Conclusión
Cada uno de nosotros tiene un lugar en la historia de la Iglesia. Algunos miembros nacen en familias que han tenido el Evangelio en su seno por varias generaciones y han nutrido a sus hijos en los caminos del Señor. Otros, al escuchar el Evangelio por vez primera y entrar a las aguas del bautismo, hacen convenios sagrados de poner de su parte para edificar el reino de Dios. Muchos miembros viven en zonas que apenas comienzan su era de historia de la Iglesia y están creando un legado de fe para sus hijos. Cualesquiera sean nuestras circunstancias, todos somos una parte vital de la causa de edificar Sión y prepararla para la segunda venida del Salvador. Ya no somos más “extranjeros ni advenedizos, sino conciudadanos de los santos, y miembros de la familia de Dios” (Efesios 2:19).
Seamos miembros nuevos o viejos, heredamos un legado de fe y sacrificio de los que nos antecedieron. También somos pioneros contemporáneos para nuestros hijos y para los millones de los hijos de nuestro Padre Celestial que aún no han escuchado ni aceptado el Evangelio de Jesucristo. Hacemos nuestras contribuciones de maneras diferentes en todo el mundo conforme llevamos a cabo fielmente la obra del Señor.
Los padres enseñan a sus hijos, en espíritu de oración, los principios de rectitud. Los maestros orientadores y las maestras visitantes velan por los necesitados. Las familias se despiden de sus hijos misioneros que han decidido dedicar años de su vida para llevar a otros el mensaje del Evangelio.
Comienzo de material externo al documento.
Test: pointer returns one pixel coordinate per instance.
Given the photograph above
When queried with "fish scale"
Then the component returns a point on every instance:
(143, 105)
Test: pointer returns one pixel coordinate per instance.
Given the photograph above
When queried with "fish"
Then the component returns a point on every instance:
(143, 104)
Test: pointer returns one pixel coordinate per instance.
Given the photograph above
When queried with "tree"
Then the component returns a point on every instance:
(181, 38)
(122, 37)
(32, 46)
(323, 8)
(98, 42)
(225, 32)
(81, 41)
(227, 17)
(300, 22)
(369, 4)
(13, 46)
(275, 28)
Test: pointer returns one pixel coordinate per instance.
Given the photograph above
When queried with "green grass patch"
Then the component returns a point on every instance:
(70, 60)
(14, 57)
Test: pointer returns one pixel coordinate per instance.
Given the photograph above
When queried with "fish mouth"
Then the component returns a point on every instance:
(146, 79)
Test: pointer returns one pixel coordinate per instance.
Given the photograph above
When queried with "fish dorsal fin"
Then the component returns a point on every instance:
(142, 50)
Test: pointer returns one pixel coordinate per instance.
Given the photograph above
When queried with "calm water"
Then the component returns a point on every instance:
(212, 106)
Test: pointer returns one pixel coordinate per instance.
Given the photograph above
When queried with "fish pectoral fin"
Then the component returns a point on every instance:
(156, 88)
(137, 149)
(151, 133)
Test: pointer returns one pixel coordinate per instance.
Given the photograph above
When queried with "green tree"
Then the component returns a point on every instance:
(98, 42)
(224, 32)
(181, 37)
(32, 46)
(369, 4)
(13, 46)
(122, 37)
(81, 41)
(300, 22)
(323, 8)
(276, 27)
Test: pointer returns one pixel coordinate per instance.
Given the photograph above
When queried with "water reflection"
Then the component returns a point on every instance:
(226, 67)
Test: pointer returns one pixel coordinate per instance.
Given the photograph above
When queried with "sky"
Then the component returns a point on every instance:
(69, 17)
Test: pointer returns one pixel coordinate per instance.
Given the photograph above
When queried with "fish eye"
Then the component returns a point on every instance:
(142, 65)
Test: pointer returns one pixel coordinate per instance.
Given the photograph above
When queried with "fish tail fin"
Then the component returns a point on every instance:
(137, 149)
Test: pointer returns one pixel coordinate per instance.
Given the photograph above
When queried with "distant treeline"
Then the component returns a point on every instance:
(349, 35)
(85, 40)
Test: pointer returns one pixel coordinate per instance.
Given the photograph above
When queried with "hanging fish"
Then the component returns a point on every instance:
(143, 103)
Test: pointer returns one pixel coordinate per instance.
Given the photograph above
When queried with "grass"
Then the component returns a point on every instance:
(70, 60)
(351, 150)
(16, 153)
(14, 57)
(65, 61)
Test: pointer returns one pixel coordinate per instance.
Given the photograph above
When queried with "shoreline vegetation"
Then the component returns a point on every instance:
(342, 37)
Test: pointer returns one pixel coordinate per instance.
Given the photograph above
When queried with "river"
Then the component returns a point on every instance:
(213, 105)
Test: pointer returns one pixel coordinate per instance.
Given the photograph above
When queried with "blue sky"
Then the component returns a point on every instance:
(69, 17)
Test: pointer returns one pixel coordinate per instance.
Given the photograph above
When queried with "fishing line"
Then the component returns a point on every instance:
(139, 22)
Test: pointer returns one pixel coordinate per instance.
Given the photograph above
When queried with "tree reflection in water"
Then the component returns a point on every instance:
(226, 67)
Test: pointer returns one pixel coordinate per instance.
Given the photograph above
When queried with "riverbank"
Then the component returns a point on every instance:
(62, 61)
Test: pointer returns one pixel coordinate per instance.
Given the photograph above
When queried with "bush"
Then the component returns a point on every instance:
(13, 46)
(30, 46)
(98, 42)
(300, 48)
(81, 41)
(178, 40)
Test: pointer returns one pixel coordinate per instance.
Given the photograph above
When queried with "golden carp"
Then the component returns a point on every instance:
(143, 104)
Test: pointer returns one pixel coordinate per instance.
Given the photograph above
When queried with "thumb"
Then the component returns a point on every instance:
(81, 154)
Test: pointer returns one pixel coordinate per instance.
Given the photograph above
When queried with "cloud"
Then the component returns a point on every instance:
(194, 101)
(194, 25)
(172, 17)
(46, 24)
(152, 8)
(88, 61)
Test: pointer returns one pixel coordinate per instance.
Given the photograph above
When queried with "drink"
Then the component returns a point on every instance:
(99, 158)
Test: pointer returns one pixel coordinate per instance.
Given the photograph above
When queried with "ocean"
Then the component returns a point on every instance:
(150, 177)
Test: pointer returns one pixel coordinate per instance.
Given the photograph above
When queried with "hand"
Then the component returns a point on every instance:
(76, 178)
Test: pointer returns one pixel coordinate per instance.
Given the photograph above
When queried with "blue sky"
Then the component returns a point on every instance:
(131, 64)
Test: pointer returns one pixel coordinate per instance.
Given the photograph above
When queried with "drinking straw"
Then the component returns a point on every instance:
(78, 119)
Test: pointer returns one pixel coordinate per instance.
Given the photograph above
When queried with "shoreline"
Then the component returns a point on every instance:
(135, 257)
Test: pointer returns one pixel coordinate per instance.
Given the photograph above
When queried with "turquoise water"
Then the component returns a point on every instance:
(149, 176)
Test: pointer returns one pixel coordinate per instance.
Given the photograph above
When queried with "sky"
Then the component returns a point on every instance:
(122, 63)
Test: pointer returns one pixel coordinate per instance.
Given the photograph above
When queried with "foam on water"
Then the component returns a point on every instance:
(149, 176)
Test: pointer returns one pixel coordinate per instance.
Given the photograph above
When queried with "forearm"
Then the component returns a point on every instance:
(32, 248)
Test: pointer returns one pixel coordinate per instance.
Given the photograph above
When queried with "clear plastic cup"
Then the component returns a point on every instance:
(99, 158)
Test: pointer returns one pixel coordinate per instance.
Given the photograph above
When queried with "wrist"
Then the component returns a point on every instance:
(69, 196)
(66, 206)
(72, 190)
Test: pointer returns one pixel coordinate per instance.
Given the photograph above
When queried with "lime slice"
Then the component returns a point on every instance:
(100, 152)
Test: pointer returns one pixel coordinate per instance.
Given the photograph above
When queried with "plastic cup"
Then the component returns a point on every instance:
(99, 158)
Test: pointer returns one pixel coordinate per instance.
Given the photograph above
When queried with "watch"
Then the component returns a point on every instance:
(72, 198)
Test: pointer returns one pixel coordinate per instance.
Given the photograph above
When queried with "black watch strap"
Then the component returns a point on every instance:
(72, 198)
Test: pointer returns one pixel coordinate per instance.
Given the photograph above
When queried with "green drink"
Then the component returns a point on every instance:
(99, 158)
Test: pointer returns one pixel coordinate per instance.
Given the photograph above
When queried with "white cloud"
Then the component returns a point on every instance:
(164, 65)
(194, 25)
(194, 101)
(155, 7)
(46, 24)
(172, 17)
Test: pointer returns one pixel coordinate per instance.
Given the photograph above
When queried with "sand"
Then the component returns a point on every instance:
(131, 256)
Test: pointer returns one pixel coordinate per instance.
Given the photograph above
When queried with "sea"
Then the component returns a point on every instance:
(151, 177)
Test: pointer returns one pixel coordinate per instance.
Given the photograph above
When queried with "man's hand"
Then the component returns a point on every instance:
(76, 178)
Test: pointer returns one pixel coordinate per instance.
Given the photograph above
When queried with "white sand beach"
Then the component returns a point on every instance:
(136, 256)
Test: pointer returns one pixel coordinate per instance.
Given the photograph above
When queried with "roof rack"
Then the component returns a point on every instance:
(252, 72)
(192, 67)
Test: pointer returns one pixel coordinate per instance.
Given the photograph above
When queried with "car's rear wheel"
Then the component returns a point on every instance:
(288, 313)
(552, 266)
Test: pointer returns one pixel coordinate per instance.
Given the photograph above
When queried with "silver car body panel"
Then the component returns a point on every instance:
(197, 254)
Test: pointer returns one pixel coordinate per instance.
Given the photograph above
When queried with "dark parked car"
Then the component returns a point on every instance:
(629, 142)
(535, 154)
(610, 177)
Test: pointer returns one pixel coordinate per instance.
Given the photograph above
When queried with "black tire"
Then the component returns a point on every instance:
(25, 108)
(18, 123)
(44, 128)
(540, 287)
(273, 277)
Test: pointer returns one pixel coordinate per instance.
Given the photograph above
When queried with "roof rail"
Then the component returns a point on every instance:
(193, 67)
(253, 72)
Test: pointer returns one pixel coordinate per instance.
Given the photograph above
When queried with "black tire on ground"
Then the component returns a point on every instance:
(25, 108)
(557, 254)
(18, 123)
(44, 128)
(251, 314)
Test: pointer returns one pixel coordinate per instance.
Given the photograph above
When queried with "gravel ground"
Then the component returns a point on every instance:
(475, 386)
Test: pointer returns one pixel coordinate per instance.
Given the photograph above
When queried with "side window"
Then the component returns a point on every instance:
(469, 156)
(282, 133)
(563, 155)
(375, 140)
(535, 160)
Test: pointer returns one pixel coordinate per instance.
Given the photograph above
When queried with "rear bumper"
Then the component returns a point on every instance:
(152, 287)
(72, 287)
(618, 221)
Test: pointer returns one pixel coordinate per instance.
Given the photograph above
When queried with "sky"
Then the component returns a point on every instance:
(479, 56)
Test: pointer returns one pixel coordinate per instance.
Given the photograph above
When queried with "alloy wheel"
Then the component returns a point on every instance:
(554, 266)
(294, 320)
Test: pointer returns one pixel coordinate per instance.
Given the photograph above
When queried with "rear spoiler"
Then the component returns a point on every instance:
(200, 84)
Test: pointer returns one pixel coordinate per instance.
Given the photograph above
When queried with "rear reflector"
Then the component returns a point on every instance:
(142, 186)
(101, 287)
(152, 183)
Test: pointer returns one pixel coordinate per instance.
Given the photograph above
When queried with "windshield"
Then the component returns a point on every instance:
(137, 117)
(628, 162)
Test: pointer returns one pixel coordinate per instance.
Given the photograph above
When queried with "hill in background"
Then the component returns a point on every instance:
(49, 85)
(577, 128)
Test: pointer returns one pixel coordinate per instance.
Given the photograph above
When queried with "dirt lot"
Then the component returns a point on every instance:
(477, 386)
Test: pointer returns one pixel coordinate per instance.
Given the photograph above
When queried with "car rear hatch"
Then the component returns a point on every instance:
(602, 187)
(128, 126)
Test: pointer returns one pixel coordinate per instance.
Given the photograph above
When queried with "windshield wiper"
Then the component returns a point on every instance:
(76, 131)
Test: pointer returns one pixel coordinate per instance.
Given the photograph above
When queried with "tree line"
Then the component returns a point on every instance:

Los líderes desinteresados del sacerdocio y de las organizaciones auxiliares responden al llamado de servir. Como resultado de innumerables horas de callado servicio en busca de los nombres de antepasados y de llevar a cabo sagradas ordenanzas en el templo, se extienden bendiciones a los vivos y a los muertos.
Cada uno de nosotros está contribuyendo a que se cumpla el destino de La Iglesia de Jesucristo de los Santos de los Últimos Días que se le reveló al profeta José Smith. En 1842 profetizó:
“El estandarte de la verdad se ha izado. Ninguna mano impía puede detener el progreso de la obra: las persecuciones se encarnizarán, el populacho podrá conspirar, los ejércitos podrán juntarse, y la calumnia podrá difamar; mas la verdad de Dios seguirá adelante valerosa, noble e independientemente, hasta que haya penetrado en todo continente, visitado toda región, abarcado todo país y resonado en todo oído, hasta que se cumplan los propósitos de Dios, y el gran Jehová diga que la obra está concluida.”1
Aunque la Iglesia fue muy pequeña durante la vida del profeta José Smith, él sabía que era el Reino de Dios sobre la tierra, con el destino de llenar todo el mundo con las verdades del Evangelio de Jesucristo. En años recientes hemos visto el notable crecimiento de la Iglesia. Tenemos el privilegio de vivir en una época en que podemos ofrecer nuestra fe y sacrificios para establecer el Reino de Dios, un reino que permanecerá para siempre jamás.